An underrated actor, perhaps on account of his modesty, Joe Melia was part of the original casts of two of Peter Nichols’ wittiest plays, A Day in the Death of Joe Egg (1967) and Privates on Parade (1977). In spite of a series of successes, he once said: “I’m only doing my job. I’d like to see a situation where celebrities get no more credit for doing their job than a chef would for cooking a fine meal.”
The son of Italian parents, Melia was born above a barber’s shop in Camden Town. After being called up for national service in the Intelligence Corps, he won a place at Cambridge University. This led to appearances in the Footlights revue, Springs to Mind (1958) and a professional revue, One to Another (1959), at the Lyric Hammersmith, with Beryl Reid and Sheila Hancock.
In the same year, he made his cinema debut in Too Many Crooks as a member of a gang who kidnap the wrong woman. In 1960, he appeared in the West End for the first time, playing the narrator in Irma La Douce, the musical about a tart with a heart of gold.

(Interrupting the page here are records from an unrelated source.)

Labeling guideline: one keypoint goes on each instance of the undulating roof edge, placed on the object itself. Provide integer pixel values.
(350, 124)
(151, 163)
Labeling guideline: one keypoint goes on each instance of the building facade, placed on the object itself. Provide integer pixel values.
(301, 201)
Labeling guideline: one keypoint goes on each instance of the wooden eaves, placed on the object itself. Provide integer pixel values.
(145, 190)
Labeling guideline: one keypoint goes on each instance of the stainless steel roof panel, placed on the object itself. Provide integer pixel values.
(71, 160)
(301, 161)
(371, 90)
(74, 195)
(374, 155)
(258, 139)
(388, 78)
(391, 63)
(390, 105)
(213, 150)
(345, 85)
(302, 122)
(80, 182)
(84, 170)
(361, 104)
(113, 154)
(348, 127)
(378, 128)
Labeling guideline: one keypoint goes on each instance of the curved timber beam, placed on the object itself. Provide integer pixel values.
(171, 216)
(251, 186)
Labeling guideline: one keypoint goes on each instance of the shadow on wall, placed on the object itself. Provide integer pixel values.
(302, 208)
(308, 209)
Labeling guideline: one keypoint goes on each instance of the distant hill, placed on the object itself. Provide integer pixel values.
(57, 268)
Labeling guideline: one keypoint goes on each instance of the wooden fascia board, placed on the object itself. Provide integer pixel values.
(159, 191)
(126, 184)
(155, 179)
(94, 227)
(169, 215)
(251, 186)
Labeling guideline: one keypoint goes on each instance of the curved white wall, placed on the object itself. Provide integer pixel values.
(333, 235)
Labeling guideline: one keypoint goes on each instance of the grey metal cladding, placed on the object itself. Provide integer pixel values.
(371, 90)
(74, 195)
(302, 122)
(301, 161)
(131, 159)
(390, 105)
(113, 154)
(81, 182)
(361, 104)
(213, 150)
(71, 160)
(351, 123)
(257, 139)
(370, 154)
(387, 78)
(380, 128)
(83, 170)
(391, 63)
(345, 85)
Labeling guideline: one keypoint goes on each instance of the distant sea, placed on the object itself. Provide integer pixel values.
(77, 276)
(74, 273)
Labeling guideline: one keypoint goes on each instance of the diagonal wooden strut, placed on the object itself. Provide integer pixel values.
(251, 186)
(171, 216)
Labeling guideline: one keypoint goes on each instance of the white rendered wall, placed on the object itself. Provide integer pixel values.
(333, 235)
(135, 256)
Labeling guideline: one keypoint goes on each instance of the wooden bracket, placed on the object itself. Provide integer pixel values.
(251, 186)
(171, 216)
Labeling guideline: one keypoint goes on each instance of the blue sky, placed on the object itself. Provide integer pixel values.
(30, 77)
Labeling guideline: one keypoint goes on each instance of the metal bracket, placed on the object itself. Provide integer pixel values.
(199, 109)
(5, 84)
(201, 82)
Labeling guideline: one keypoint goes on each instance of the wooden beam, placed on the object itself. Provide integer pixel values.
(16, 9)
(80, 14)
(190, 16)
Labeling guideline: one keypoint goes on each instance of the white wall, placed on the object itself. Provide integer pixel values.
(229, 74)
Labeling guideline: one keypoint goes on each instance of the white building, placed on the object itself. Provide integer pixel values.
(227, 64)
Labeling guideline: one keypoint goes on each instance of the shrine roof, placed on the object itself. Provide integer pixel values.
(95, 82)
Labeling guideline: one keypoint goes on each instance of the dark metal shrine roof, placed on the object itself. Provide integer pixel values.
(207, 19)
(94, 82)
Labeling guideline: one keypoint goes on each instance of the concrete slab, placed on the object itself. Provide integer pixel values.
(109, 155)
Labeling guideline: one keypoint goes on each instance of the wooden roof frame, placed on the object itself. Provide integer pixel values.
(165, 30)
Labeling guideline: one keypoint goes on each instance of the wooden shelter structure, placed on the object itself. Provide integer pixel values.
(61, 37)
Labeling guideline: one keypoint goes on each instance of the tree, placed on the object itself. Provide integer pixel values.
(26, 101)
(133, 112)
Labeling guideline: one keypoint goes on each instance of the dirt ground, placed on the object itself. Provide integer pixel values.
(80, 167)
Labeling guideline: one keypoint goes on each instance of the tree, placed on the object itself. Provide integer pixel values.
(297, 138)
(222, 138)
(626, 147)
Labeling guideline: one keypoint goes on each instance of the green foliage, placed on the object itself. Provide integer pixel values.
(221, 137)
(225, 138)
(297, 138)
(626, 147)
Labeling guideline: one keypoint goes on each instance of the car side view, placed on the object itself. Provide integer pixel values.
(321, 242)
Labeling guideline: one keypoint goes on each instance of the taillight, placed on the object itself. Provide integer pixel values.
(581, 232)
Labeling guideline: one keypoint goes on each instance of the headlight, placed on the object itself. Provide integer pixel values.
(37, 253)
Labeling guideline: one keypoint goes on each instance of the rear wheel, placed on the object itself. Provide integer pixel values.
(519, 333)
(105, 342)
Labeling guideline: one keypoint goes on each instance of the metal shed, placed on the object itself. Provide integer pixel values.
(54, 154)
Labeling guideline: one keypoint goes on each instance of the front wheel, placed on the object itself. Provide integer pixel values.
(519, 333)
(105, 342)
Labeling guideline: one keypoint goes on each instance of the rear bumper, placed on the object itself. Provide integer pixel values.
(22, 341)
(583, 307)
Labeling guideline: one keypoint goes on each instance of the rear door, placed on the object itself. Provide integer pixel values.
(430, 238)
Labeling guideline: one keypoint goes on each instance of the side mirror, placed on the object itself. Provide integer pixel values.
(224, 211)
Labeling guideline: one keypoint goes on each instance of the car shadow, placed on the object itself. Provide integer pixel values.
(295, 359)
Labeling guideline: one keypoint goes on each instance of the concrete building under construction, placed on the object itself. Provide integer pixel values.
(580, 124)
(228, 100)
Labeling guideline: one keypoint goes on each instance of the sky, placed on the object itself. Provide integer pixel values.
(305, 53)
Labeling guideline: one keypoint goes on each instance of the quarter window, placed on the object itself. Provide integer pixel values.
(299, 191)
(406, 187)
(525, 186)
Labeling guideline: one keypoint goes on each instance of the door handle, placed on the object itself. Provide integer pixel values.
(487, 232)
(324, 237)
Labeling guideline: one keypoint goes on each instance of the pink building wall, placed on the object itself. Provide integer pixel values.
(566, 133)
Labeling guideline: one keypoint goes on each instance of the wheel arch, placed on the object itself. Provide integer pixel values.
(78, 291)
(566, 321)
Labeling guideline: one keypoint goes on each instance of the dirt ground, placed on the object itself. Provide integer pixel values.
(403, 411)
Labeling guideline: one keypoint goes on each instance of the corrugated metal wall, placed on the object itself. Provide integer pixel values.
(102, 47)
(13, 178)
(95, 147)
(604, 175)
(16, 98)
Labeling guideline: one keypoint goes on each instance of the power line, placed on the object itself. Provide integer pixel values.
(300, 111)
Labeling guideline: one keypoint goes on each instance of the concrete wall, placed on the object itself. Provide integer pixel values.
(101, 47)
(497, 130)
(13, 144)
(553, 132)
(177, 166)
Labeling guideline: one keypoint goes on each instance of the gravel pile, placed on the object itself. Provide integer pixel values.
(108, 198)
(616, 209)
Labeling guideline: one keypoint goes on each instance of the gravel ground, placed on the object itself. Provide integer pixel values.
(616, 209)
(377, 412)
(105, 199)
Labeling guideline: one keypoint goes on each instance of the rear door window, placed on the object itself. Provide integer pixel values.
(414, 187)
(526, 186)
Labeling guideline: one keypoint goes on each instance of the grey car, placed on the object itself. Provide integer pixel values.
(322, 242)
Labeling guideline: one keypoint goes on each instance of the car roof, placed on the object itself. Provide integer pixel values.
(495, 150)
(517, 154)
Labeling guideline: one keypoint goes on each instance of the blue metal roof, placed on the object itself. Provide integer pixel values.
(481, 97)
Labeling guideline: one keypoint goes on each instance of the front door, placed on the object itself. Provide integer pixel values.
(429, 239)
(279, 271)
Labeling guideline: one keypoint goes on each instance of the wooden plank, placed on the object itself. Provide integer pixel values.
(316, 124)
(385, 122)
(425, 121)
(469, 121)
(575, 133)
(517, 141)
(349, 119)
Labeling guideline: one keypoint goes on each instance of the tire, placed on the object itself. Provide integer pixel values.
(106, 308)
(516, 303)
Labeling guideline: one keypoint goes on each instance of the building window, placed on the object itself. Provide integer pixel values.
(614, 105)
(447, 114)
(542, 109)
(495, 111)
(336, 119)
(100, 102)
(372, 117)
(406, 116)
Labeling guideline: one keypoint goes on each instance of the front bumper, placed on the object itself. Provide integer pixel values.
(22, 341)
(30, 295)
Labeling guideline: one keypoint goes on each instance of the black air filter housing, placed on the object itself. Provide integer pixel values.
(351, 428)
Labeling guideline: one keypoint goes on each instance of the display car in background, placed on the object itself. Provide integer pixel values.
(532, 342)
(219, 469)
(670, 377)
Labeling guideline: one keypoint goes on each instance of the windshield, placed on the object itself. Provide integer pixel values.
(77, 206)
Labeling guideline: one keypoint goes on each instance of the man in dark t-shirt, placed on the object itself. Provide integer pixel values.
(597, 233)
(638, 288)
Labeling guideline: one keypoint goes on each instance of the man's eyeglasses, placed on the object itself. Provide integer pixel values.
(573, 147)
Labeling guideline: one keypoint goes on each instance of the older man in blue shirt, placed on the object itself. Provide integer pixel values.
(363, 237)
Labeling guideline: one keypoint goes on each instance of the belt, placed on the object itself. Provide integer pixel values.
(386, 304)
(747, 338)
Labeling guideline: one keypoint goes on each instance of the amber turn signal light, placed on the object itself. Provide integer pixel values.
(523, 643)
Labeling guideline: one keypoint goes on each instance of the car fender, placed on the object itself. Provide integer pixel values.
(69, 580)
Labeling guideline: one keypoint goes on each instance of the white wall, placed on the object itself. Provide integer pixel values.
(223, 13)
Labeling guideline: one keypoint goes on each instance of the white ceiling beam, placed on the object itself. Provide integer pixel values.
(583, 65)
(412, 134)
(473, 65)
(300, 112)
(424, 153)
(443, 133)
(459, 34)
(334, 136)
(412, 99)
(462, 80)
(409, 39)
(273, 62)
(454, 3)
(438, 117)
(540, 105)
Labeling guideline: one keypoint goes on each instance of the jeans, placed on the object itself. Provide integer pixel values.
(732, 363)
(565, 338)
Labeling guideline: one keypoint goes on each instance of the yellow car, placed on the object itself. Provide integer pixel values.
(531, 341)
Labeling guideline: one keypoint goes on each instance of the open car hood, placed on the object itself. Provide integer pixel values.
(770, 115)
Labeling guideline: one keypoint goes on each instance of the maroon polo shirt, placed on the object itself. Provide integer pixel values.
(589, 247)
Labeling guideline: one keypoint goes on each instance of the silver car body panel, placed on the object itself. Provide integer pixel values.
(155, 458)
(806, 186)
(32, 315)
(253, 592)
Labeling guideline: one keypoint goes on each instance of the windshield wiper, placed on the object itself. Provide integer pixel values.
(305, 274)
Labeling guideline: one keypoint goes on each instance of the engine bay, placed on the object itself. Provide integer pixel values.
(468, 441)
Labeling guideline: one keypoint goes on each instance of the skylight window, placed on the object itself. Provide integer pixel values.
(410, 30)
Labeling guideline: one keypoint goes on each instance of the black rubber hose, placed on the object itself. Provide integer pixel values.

Five years later, he joined the cast of a very different musical at the Royal Court, Happy End, written by Bertolt Brecht and Kurt Weill. Also in 1965, he appeared in The Intelligence Men, the first of three disappointing movies made by Morecambe and Wise.
Four years later, Melia took part in Richard Attenborough’s cinema production of the First World War satire, Oh! What a Lovely War. In A Day in the Death of Joe Egg, first seen at the Citizens Theatre, Glasgow, and then at the Comedy in the West End, Melia played the father of a ten-year-old girl suffering from cerebral palsy.
At the Mermaid, he took the title role in the Bernard Kops comedy Enter Solly Gold (1970), and was seen in Michael Frayn’s Sandboy at the Greenwich Theatre the following year. He was cast in another Brecht/Weill musical, The Threepenny Opera at the Prince of Wales in 1972.
There followed a long but spasmodic association with the Royal Shakespeare Company from 1974 to 1987, in which he played a member of the largely gay military concert party stationed in Singapore and Malaysia in the late 1940s, Privates on Parade; CP Taylor’s Good (1981), for which he was named best supporting actor in the Laurence Olivier Awards; As You Like It, Troilus and Cressida and Richard III (also 1981); and Jean Genet’s The Balcony (1987).
In the midst of these appearances, he played Flash Harry in the fifth St Trinian’s film, The Wildcats of St Trinian’s (1980). Two years later, he was part of the cast of the movie of Privates on Parade with John Cleese and Denis Quilley.
It was clear that Melia could move easily between comedies, straight plays and musicals. Towards the end of his career, he appeared in Shaw’s Heartbreak House (1992) at the Theatre Royal Haymarket, with Vanessa Redgrave and Paul Scofield.
Joe Melia, who was born Giovanni Melia on January 23, 1935, died on October 20, aged 77.